Manajemen Diduga BerbohongPada Januari lalu, Jean melihat ada spanduk pemberitahuan penyegelan terpasang di pintu masuk Apartemen Parama. Di sana juga terpampang surat dari pengelola karena adanya masalah birokrasi—tak dimilikinya Sertifikat Laik Fungsi (SLF)
Menurut Jean, pemberitahuan yang tertulis dalam bahasa Indonesia itu membuat penghuni yang merupakan WNA tak mengetahui maksud pemberitahuan itu. Jean juga menyayangkan tak ada surat edaran berisi penjelasan yang biasanya diberikan kepada setiap unit.
“Saya sangat naif sekali percaya sama mereka waktu itu, seolah adminsitratif saja. Menurut saya, itu adalah suatu kebohongan. Mereka berbohong, mereka lalai,” kata Jean.
 Salah satu unit di Apartemen Parama (Dok. Jean Reksodiputro) |
Jean menilai pemberitahuan soal SLF adalah soal keselamatan hidup orang banyak seharusnya diberitahukan segera. Jika itu diberitahukan, Jean mengatakan akan berpikir ulang untuk tinggal di sana.
Saat ini, Jean tengah berupaya meminta ganti rugi kepada pemilik unit agar dipindahkan ke apartemen yang aman. Tak hanya itu, namun juga seluruh biaya termasuk biaya rumah sakit ditanggung oleh pemilik atau pengelola apartemen. Jean yang sempat tinggal di Amerika Serikat itu, enggan meminta ganti rugi psikis karena menurutnya bakal percuma.
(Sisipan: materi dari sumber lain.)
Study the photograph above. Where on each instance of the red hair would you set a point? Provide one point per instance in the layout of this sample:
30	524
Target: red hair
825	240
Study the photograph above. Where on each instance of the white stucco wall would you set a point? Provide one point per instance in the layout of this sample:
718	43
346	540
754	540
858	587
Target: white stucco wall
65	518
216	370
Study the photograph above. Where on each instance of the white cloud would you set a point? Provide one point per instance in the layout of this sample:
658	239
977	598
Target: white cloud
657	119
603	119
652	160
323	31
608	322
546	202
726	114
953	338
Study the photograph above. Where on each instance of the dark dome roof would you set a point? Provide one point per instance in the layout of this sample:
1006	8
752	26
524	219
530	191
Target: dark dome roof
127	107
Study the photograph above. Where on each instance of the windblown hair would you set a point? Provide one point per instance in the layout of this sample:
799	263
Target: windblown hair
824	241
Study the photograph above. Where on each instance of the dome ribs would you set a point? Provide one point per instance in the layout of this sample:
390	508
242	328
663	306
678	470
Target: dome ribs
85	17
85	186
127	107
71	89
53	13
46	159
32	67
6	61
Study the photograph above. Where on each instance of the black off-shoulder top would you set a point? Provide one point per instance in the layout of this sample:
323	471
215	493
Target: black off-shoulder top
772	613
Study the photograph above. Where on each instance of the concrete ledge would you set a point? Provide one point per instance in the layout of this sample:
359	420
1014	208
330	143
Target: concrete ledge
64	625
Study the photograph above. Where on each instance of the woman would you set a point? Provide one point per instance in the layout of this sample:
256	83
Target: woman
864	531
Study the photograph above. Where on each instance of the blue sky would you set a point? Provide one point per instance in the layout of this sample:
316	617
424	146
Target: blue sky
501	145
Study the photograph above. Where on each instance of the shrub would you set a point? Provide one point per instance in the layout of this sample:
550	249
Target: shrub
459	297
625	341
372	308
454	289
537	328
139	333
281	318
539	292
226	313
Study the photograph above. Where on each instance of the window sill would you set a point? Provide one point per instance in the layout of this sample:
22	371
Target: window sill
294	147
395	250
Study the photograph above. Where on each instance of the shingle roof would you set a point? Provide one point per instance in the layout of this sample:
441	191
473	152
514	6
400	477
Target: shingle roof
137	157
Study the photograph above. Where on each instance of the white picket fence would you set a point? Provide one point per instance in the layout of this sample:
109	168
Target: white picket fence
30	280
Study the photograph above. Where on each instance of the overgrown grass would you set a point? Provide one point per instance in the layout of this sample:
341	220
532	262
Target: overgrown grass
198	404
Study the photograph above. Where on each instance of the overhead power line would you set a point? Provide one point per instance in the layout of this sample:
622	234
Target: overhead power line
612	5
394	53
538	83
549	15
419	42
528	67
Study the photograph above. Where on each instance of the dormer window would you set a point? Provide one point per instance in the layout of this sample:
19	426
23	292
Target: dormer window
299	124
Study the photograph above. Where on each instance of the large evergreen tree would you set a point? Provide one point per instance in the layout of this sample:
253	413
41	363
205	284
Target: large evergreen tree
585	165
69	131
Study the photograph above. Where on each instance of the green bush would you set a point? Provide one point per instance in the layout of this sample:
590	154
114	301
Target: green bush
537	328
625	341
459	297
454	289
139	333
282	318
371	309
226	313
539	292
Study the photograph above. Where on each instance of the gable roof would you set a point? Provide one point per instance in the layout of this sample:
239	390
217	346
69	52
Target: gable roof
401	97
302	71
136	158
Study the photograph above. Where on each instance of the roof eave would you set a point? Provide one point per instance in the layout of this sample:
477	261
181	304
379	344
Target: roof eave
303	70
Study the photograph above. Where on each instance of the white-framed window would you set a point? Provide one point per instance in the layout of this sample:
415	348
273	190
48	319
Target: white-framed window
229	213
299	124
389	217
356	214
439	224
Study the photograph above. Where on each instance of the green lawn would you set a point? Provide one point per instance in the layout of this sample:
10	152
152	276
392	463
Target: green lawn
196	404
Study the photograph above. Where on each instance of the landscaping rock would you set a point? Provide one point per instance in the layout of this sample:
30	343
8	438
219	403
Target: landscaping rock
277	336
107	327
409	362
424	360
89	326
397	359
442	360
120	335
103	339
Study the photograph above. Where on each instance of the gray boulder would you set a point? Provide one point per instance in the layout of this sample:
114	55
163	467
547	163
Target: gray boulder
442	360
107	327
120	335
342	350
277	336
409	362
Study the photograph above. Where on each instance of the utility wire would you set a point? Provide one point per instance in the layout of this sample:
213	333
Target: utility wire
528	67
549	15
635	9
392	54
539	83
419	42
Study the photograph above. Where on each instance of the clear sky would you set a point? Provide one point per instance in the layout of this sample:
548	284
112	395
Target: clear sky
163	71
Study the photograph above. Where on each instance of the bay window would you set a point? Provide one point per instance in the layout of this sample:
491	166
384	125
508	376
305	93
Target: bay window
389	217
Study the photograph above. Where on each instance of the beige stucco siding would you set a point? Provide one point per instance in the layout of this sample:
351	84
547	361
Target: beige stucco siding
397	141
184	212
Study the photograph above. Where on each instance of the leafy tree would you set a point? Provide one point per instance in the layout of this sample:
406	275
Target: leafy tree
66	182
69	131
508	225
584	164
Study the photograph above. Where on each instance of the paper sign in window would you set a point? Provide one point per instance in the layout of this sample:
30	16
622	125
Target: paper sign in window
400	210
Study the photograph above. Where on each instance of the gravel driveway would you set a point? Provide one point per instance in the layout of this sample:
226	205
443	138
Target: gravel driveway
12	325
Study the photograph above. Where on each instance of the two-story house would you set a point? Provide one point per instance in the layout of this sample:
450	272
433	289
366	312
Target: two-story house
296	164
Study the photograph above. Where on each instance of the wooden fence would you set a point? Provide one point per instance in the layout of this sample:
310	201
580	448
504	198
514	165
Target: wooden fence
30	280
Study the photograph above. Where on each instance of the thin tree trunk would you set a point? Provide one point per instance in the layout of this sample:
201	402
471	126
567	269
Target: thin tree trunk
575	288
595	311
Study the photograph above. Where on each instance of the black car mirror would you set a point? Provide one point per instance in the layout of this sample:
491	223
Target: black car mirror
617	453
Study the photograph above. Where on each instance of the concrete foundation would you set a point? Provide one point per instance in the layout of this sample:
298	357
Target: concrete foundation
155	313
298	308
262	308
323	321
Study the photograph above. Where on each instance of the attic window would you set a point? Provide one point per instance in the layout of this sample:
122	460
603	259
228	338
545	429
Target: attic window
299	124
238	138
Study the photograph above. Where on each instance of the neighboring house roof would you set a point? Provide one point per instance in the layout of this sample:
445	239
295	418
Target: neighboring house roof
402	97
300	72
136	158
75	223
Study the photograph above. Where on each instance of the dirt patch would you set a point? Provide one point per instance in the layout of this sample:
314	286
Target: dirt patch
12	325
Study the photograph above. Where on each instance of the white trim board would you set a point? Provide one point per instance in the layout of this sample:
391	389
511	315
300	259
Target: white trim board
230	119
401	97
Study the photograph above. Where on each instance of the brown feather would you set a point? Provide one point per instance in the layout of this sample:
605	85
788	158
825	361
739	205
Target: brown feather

“Kami enggak minta kerugian psikis. Psikis istri saya, susah tidur malam, anak saya sampai bilang ‘
I hate Indonesia, I wanna go to America’. Sekarang ini pilihan kami satu-satunya minta pindah, kami sewa tiga
bedrooms, kami tetap mau dapat segitu,” kata Jean.
Jean menyampaikan permohonannya itu melalui surat elektronik. Dalam balasannya, pemilik menolak mengakui insiden itu karena kelalaian mereka. Mereka juga enggan mengganti rugi sesuai permintaan Jean.
CNNIndonesia.com sudah melakukan upaya konfirmasi kepada pihak manajemen namun tak dipenuhi permintaannya. Di sisi lain, Asosiasi Perhimpunan Penghuni Rumah Susun (Appersi) menyatakan Apartemen Parama bukanlah hunian satu-satunya yang memiliki persoalan tersebut. Appersi meminta pemerintah segera melakukan tindakan tegas terhadap pengelola gedung bermasalah, yang tak memiliki kewajiban yang harus dipenuhinya.